Since you are looking for an algorithm to find the longest common substring from a generalized suffix tree, I will elaborate a bit on that. The first thing to note is that the longest common substring is guaranteed to be an explicit state of the tree, so it is directly represented by a node in the tree (you can prove that using a reductio a absurdum argument).

There is a top-down approach that goes like this

  1. Create a queue holding pairs of (nodes, depth) and push (root, 0) to it and initialize such a pair bestMatch with (root, 0)
  2. While the queue is not empty:
    1. Pop its head (node, depth)
    2. If depth is greater than the depth in bestMatch, replace bestMatch with (node, depth)
    3. For each child node (child, childDepth), if child is common to all the strings in the tree, push it to the queue

As you can notice, with this approach, you need a way to tell for each node the set of strings of which it represents a substring. This can be done by annotating each node with the IDs of the strings of which it is a substring, this annotation step can be performed at the end of the insertion and takes linear amortized time (assuming hash sets are used). Of course that annotation can be implemented as a unordered_map< node*, unordered_set< string_id > > of some kind on the side instead of being directly embedded inside a node.

The bottom up approach only requires annotating the leaves at the expense of a suboptimal theoretical complexity. I have not yet dived into that though...

nonbasketless commented 5 years ago

Well this is very thorough, thank you kindly for the explanation!

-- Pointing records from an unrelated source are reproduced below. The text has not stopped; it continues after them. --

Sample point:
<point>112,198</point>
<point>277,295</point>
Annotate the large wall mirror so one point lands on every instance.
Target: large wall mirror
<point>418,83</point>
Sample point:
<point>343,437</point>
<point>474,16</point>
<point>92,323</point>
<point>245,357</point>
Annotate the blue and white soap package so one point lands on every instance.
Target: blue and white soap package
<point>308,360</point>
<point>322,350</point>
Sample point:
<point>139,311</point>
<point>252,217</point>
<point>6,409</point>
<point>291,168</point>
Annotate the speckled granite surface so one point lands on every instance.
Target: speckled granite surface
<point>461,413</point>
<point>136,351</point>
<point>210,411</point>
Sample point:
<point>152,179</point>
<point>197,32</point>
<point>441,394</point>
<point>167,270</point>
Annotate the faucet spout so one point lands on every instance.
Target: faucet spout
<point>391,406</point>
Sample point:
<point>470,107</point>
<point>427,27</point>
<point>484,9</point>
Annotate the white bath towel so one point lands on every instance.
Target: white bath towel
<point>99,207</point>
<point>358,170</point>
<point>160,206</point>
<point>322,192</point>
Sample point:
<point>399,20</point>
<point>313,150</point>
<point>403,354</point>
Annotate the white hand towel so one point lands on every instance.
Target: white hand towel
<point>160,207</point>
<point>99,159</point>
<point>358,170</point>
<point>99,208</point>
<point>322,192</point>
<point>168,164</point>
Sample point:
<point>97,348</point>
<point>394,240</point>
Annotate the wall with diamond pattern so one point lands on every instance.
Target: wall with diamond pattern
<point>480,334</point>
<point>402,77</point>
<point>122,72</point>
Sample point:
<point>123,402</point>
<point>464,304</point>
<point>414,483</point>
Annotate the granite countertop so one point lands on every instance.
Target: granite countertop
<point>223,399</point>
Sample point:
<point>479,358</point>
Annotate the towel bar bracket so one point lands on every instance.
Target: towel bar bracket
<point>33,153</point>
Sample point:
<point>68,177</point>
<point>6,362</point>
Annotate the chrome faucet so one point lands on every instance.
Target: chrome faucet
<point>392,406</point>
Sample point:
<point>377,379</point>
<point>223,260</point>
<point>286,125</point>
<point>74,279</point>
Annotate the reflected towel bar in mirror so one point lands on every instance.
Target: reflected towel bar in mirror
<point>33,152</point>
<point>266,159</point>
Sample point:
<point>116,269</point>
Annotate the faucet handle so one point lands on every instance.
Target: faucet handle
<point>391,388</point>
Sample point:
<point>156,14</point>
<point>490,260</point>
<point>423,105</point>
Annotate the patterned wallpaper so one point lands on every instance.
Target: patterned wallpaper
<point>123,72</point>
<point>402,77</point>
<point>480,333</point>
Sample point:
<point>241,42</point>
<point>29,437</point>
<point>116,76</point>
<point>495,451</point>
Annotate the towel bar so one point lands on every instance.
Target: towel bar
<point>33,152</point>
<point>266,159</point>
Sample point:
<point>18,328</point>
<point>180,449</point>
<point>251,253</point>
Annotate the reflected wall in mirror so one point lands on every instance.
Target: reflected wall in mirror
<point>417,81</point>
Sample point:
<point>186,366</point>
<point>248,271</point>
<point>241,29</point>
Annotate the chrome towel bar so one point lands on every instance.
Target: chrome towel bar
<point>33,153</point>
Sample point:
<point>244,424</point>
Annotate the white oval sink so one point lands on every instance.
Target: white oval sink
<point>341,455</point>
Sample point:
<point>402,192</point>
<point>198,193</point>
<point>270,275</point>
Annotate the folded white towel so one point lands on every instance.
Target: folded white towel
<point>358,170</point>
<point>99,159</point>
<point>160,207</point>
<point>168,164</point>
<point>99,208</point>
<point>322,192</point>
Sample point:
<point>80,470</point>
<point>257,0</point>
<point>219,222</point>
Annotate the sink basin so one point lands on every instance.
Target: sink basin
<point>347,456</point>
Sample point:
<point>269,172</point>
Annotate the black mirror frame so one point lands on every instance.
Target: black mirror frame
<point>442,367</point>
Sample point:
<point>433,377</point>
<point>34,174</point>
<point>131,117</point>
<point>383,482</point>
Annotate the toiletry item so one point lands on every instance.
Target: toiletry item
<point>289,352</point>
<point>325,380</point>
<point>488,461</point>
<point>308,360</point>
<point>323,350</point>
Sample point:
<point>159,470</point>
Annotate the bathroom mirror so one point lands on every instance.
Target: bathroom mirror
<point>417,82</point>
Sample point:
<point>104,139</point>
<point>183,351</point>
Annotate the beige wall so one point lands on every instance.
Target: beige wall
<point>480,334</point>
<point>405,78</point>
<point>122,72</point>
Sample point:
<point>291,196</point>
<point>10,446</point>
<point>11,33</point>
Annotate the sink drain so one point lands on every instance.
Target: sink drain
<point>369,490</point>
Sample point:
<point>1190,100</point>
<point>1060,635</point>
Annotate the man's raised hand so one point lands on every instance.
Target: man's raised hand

I think I have what I need to do it on my own then, but I'm more of a computational scientist and less of a computer scientist. Would you be interested in creating a fork with a function to find the longest common substring (or better, n longest common substrings) of two strings? Ideally it'd support strings of 8 bit characters all the way through 64 bit. I need this for a client and I can pay for it, I'm asking because I think you can do this faster than me. Email probably better, try my username here @gmail.com.

nonbasketless commented 5 years ago

Oh, and one more thing: I searched the internet high and low for a good generalized suffix tree library, and your v2 never came up (though I know now I could've found it through your user page here). I guess since it's linked from SO it's so much easier to find. So, if I were you, I'd add a note to the original experiment that v2 exists ;)

Rerito commented 5 years ago

That is an excellent suggestion I will indeed reference the v2 (which is better designed from a pure software engineering point of view: there are tests, you can drop it in your project and use the CMakeLists supplied...).

As for the Longest Common Substring algorithm, it is in my todo list and I have already thought of some of the design. I'll try to tackle this during my free time and cannot offer you a guaranteed time frame! However if time is critical to you, I'ld suggest you to use an actual professional grade library like SeqAn. However I did not find their implementation of the longest common substring algorithm.